While there, I was asked several times if I was being coerced into this decision, how confident I was that this was the choice for me and how easy was the choice to make. I filled out an 8-page questionnaire, mostly with more of these kinds of questions. They inquired what kind of birth control I would be taking to prevent another unwanted pregnancy. Every nurse and doctor I spoke to during this time was shocked to find out I had conceived with an IUD in place. However, it seems it may not have been in the best position in my uterus for maximum effect.
I was given several painkillers orally before going in and planned for them to replace my IUD. I had to bring my own nighty to act as a gown (which I got rid of soon after), clean socks and underwear. I also packed heavy pads for after (thanks Google). I remember making a comment about how busy the clinic seemed to one of the nurses, she said that today was actually slow. To this day I think about the large number of women that clinic sees alone. The women I saw there were of all ages from about 16 to mid-40s, of all ethnicities and with a variety of support people (their boyfriends/husbands, mothers, friends).
While I was in the second waiting room, without my support person, the clinic kindly had blankets for us to use if we were cold. You know, being only in a nighty and socks, it was kind of cold. In the actual procedure room, the equipment seemed old, and the room itself felt like an out-dated, well used exam room. The exam table had rips.
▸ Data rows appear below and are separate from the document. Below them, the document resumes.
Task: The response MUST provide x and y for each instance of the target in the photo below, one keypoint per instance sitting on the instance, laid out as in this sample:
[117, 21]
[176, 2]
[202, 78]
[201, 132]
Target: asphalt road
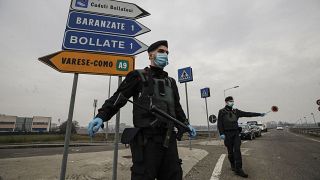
[28, 152]
[275, 155]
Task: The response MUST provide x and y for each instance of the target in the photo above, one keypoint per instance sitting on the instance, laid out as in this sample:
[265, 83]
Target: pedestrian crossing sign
[185, 75]
[205, 92]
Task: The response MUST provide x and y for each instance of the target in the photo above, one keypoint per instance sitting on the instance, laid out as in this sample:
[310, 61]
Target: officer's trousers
[233, 142]
[152, 160]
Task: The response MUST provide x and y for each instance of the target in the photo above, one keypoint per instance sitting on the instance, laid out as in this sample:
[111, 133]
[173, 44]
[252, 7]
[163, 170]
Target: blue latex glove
[192, 132]
[222, 136]
[94, 126]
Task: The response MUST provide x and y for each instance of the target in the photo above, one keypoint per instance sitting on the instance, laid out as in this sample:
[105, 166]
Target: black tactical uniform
[151, 158]
[228, 125]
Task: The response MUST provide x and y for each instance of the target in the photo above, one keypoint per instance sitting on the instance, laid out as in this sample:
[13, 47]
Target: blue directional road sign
[107, 7]
[185, 75]
[105, 24]
[104, 43]
[205, 92]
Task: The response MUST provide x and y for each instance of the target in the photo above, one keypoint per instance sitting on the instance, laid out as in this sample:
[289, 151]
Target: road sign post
[185, 75]
[205, 93]
[116, 141]
[68, 130]
[100, 35]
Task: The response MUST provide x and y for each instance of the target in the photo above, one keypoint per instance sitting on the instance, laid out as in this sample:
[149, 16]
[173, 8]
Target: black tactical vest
[162, 97]
[230, 119]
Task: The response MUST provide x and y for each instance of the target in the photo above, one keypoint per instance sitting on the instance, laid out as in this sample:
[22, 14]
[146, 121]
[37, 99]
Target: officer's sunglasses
[162, 51]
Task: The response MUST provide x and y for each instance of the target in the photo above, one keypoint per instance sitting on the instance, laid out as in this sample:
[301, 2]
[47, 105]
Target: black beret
[155, 45]
[229, 98]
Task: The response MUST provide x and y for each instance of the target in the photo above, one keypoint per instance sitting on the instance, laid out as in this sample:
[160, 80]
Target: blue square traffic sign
[205, 92]
[185, 75]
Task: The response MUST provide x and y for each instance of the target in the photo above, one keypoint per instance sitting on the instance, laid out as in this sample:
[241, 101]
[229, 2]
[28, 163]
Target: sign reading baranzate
[113, 8]
[91, 63]
[105, 24]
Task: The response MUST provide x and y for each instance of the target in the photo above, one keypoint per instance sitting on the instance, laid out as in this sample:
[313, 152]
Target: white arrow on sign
[113, 8]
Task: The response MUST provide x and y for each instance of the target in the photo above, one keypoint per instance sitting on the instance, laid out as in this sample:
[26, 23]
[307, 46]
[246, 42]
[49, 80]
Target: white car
[279, 128]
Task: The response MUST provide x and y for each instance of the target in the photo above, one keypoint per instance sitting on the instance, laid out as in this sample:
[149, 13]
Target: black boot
[233, 168]
[241, 173]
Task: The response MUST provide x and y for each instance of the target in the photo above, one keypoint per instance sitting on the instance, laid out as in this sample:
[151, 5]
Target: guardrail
[313, 131]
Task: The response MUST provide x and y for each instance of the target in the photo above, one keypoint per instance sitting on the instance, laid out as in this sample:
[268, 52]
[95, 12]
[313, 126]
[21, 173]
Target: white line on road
[217, 169]
[305, 137]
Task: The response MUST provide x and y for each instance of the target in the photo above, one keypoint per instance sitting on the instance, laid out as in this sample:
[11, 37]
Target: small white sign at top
[113, 8]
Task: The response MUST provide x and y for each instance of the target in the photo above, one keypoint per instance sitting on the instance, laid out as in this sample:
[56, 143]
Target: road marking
[305, 137]
[217, 169]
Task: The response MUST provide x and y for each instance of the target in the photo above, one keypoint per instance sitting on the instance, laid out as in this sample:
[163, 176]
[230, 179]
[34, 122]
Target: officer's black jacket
[132, 85]
[224, 123]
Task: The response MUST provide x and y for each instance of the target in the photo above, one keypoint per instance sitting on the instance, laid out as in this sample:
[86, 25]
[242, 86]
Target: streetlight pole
[306, 121]
[94, 107]
[224, 91]
[314, 119]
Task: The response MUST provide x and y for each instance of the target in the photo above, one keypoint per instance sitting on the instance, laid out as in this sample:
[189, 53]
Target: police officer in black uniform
[229, 132]
[153, 140]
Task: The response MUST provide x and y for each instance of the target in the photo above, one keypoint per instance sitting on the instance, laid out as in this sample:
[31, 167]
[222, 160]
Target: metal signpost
[205, 93]
[100, 35]
[185, 75]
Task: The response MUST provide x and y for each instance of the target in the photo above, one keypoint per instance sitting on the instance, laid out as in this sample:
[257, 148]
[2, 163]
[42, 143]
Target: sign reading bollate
[80, 62]
[103, 43]
[107, 7]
Reflecting back I wonder if that’s the state of all abortion clinics or was it just this one?
I will save you from the specific details of how the procedure is done. The behaviour of the doctor requires your attention. She called me momma on several occasions in our brief time together. They talked about a recent terrorist attack; there were people who came in and out of the room while my legs were up, vagina exposed in the stirrups. At some point the nurse gave me a raggedy old stuff animal to squeeze. I thought about how many other women held the same item. Upon removing my IUD she held it up and showed me. She asked if I was sad because I was crying in pain. Once the procedure was complete she said “don’t worry the pregnancy is gone” and attempted to comfort me by tapping my knee.
After the worst pain of my life, I was rushed to the “rest” area where I was given an ice pack to hold to my abdomen. Either the pain meds finally kicked in or the ice pack actually worked but I started to feel less pain. Now I was mostly tired. I sat with other women in more worn out furniture. Hooked up to IVs, given a post-care sheet to read, forced to drink water and eat cookies. Once I was in the clear of fainting, they sent me home.
Getting dressed in the change room with only a curtain hiding my body, I read a framed note on the wall. I did not agree with the sincere gratitude for the clinic. I felt as though I was on some production line, just another abortion to go through.